A bacterial reverse mutation test was conducted on the test substance according to OECD guideline 471 under GLP conditions. Salmonella typhimurium strains TA98, TA100, TA1535 and TA1537 as well as Escherichia coli WP2 uvrA were exposed to concentrations of the test substance ranging from 1.581 to 5000 µg/plate according to a preliminary range-finding assay. An initial mutation test and a confirmatory mutation test were carried out. The preliminary range finding and the initial mutation test employed the plate incorporation method and the confirmatory mutation test used the pre-incubation method, except for the TA1535 strain which was tested with the plate incorporation method based on the results of the initial test. DMSO and distilled water were used as solvents. Untreated, solvent controls and strain specific positive controls were included in the assays and were within the historical control range in all strains. In the Initial Mutation Test and Confirmatory Mutation Test, a positive effect was obtained in TA1535 strain with metabolic activation using the plate incorporation method.
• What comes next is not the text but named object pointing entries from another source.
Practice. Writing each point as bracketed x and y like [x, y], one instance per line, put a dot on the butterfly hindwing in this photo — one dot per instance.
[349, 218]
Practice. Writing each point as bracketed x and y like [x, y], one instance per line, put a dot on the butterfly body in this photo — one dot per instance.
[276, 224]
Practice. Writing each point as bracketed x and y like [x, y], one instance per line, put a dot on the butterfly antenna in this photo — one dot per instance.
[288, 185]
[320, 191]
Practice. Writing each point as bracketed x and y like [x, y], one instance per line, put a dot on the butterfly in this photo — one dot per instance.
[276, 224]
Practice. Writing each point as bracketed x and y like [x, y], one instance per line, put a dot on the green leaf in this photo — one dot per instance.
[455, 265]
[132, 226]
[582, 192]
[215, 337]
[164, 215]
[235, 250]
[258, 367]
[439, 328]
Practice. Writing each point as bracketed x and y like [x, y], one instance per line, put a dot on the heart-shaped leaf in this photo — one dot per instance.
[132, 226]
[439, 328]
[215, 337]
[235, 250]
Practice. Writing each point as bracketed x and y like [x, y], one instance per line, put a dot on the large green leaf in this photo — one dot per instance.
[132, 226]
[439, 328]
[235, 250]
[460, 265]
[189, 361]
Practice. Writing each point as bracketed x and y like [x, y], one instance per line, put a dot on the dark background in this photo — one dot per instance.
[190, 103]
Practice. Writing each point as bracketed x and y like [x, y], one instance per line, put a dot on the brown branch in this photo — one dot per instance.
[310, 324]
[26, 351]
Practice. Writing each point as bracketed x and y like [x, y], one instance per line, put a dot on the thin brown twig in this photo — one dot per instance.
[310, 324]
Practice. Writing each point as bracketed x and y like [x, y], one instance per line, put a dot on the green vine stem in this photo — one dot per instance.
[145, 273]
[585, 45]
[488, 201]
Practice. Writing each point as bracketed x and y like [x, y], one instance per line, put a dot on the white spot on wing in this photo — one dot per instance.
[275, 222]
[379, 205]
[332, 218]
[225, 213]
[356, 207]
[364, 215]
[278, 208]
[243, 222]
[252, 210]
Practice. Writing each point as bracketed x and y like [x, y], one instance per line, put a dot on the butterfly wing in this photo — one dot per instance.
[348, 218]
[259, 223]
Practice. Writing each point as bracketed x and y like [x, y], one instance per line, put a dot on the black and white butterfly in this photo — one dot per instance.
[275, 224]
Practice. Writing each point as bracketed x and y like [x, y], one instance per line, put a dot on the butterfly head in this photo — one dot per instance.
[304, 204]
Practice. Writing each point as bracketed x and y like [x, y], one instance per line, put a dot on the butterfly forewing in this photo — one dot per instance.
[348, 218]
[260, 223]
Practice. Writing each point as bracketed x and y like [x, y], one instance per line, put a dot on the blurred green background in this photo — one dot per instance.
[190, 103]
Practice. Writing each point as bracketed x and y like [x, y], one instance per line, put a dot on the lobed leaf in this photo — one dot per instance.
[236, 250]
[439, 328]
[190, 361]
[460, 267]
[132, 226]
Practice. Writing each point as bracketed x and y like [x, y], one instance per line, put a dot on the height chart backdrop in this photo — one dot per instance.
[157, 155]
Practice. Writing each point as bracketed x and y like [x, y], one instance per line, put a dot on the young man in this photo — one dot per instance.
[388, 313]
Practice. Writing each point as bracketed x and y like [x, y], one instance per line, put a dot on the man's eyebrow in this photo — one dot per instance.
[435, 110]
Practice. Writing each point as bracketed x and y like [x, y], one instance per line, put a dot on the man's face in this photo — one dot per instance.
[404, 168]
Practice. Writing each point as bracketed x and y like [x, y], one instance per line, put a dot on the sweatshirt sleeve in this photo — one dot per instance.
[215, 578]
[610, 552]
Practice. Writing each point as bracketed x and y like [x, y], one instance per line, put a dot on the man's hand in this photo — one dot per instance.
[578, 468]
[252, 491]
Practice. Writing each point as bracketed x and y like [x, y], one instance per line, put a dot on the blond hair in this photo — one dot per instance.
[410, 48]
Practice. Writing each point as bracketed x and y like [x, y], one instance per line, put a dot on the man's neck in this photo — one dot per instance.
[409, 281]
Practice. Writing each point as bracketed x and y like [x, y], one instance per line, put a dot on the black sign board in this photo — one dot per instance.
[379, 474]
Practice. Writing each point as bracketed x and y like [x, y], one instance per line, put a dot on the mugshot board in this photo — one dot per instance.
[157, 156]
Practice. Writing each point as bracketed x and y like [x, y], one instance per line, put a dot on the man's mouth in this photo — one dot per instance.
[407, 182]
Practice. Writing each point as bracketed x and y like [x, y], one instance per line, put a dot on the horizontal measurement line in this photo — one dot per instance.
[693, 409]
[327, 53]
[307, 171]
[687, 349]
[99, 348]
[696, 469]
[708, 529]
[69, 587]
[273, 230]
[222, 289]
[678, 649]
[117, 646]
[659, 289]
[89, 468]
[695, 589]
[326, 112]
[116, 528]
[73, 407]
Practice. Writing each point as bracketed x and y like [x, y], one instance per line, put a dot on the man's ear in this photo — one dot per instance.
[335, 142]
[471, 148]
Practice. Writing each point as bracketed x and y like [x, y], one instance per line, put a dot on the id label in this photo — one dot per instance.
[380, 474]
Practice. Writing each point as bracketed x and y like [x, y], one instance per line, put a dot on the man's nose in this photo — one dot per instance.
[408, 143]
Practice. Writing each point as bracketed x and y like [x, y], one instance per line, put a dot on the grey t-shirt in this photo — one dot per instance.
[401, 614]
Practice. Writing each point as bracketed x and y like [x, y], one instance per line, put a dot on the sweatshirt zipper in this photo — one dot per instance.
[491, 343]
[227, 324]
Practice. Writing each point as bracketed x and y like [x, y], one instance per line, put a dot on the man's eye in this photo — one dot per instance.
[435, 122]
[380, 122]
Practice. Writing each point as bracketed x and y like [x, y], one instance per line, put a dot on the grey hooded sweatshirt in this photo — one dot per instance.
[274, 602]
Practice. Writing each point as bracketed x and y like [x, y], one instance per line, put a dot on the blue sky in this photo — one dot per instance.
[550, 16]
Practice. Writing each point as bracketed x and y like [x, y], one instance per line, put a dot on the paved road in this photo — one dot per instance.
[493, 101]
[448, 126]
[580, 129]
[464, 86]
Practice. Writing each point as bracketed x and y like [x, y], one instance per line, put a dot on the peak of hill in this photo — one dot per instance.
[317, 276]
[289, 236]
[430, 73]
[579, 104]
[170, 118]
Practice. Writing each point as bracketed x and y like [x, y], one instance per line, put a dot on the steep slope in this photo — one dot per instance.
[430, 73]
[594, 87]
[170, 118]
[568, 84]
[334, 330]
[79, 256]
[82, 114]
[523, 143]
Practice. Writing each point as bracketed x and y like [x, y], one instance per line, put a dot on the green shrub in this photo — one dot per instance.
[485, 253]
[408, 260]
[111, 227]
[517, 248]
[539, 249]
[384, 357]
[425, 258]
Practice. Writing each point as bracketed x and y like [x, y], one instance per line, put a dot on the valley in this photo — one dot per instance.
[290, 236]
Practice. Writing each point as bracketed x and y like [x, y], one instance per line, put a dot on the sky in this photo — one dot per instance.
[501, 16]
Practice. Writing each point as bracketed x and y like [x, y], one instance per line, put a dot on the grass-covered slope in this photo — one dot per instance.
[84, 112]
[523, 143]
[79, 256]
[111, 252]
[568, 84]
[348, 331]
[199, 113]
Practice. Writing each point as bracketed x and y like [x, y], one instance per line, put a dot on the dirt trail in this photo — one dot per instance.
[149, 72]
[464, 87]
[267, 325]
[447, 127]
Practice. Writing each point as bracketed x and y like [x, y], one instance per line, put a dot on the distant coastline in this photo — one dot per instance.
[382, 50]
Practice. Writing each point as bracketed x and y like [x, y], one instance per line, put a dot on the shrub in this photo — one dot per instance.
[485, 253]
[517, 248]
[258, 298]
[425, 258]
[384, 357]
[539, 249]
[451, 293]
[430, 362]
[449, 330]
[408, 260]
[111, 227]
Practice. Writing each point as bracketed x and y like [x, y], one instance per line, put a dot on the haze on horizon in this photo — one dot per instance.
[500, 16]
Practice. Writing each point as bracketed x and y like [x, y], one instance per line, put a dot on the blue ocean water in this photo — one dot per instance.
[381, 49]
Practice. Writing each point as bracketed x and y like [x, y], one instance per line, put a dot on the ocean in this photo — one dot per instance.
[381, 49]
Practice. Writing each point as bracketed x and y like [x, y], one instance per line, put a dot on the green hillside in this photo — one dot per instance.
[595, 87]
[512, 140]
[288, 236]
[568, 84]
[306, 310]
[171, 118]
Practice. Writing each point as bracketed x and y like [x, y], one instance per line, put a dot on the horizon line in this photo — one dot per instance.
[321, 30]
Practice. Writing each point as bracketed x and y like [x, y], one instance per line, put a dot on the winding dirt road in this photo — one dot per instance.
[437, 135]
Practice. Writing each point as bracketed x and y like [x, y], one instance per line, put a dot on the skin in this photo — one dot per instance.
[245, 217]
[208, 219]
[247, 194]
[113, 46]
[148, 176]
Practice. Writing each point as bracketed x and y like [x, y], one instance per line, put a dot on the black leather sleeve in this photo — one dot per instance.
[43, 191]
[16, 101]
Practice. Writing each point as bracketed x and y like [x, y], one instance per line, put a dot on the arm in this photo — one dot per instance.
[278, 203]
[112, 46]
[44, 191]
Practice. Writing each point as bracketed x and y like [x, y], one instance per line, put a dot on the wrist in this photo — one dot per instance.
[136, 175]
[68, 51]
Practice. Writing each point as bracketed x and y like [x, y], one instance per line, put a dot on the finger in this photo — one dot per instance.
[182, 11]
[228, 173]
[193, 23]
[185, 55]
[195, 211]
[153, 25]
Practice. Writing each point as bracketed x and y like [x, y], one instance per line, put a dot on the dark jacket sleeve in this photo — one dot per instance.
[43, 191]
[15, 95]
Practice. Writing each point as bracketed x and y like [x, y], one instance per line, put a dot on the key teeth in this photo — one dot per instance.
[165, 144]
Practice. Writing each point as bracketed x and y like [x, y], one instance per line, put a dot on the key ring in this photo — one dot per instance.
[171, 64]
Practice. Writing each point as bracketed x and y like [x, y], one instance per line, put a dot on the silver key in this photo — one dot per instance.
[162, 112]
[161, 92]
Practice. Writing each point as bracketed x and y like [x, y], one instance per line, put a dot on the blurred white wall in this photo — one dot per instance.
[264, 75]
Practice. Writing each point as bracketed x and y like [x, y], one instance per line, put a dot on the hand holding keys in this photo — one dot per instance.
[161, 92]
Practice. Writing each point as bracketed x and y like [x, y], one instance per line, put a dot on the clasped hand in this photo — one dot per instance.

Inhibitory, cytotoxic effect of the test item was observed in the Confirmatory Mutation Test in TA98, TA100, TA1537 and E. coli WP2 uvrA strains with and without metabolic activation at 5000 μg/plate, and in TA1535 strain without metabolic activation at 5000 μg/plate. Based on the result of the study, the test item was found to have mutagenic activity in one (TA1535) of the applied bacterial tester strains with metabolic activation.